Founded in 1964, Otsuka Pharmaceutical Co., Ltd. is a global healthcare company with the corporate philosophy: 'Otsuka-people creating new products for better health worldwide.' Otsuka researches, develops, manufactures and markets innovative and original products, with a focus on pharmaceutical products for the treatment of diseases and consumer products for the maintenance of everyday health. Otsuka is committed to being a corporation that creates global value, adhering to the high ethical standards required of a company involved in human health and life, maintaining a dynamic corporate culture, and working in harmony with local communities and the natural environment.

Otsuka Pharmaceutical Co., Ltd. is a wholly owned subsidiary of Otsuka Holdings Co., Ltd., the holding company for the Otsuka Group. The Otsuka Group comprises 153 companies and employs approximately 36,000 people in 23 countries and regions worldwide. Otsuka and its consolidated subsidiaries earned ¥955.9 billion (approx. US $9.7 billion*) in annual revenues in fiscal 2008. 

* Exchange rate as of March 31, 2009.

About GW

GW was founded in 1998 and listed on the AIM, a market of the London Stock Exchange, in June 2001. Operating under license from the UK Home Office, the company researches and develops cannabinoid pharmaceutical products for patients who suffer from a range of serious ailments, in particular multiple sclerosis and cancer pain. GW has assembled a large in-house scientific team with expertise in cannabinoid science as well as experience in the development of both plant-based prescription pharmaceutical products and medicines containing controlled substances.

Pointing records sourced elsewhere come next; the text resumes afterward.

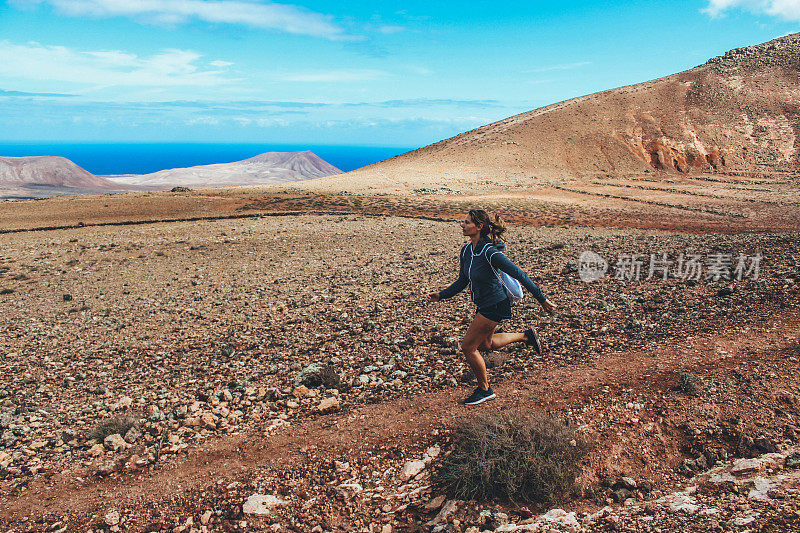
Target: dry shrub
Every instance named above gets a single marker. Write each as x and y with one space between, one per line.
687 383
512 457
110 426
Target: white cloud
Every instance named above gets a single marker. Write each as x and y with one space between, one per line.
785 9
333 76
38 62
281 17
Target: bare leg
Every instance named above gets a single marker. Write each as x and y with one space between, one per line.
478 334
502 339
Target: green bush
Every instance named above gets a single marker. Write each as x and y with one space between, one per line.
512 457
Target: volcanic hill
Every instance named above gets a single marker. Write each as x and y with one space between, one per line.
737 113
269 167
43 173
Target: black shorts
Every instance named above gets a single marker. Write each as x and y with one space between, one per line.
497 312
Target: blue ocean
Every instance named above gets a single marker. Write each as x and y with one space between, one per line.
143 158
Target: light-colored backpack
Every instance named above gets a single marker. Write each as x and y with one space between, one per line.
511 285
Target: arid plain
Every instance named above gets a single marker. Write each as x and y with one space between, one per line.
199 328
262 358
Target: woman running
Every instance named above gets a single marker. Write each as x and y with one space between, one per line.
481 260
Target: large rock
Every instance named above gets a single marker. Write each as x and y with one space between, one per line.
411 469
261 504
115 443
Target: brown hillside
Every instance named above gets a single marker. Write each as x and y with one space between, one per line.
736 113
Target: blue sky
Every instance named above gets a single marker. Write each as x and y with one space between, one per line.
358 73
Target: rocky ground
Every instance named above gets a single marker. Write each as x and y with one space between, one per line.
285 373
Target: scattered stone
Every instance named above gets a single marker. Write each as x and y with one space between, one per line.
115 443
112 517
300 392
328 404
745 467
411 469
261 504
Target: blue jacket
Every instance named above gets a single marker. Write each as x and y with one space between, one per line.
477 270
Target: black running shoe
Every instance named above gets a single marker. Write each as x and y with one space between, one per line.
480 396
532 339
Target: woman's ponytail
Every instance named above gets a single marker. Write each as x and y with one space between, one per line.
488 228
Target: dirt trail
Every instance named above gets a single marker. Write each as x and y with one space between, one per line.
407 422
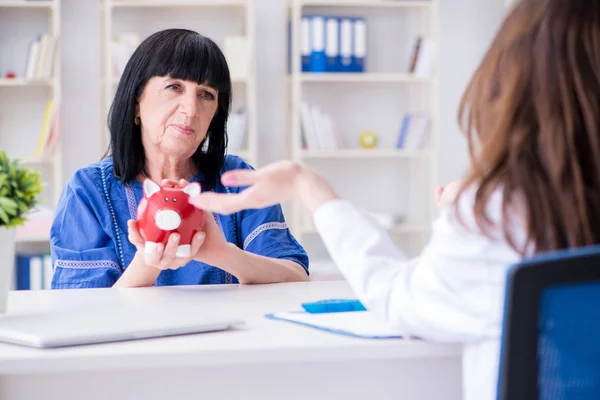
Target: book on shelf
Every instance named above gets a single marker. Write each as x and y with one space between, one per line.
41 58
319 129
49 131
331 44
422 57
413 131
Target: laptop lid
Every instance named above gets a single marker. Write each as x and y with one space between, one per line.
106 324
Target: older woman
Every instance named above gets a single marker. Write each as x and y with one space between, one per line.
167 122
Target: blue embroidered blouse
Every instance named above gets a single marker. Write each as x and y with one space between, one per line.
88 238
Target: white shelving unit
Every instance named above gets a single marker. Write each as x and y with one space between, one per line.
385 179
216 19
23 105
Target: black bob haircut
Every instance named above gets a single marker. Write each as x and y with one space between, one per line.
180 54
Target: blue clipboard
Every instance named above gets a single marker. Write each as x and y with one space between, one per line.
357 324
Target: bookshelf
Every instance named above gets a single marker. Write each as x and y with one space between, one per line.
385 180
26 119
217 19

GW occupies a world leading position in cannabinoids and has developed an extensive international network of the most prominent scientists in the field. For more information, visit www.gwpharm.com

This news release may contain forward-looking statements that reflect GWs current expectations regarding future events, including development and regulatory clearance of the GW's products. Forward-looking statements involve risks and uncertainties. Actual events could differ materially from those projected herein and depend on a number of factors, including (inter alia), the success of the GW's research strategies, the applicability of the discoveries made therein, the successful and timely completion of uncertainties related to the regulatory process, and the acceptance of Sativex® and other products by consumer and medical professionals.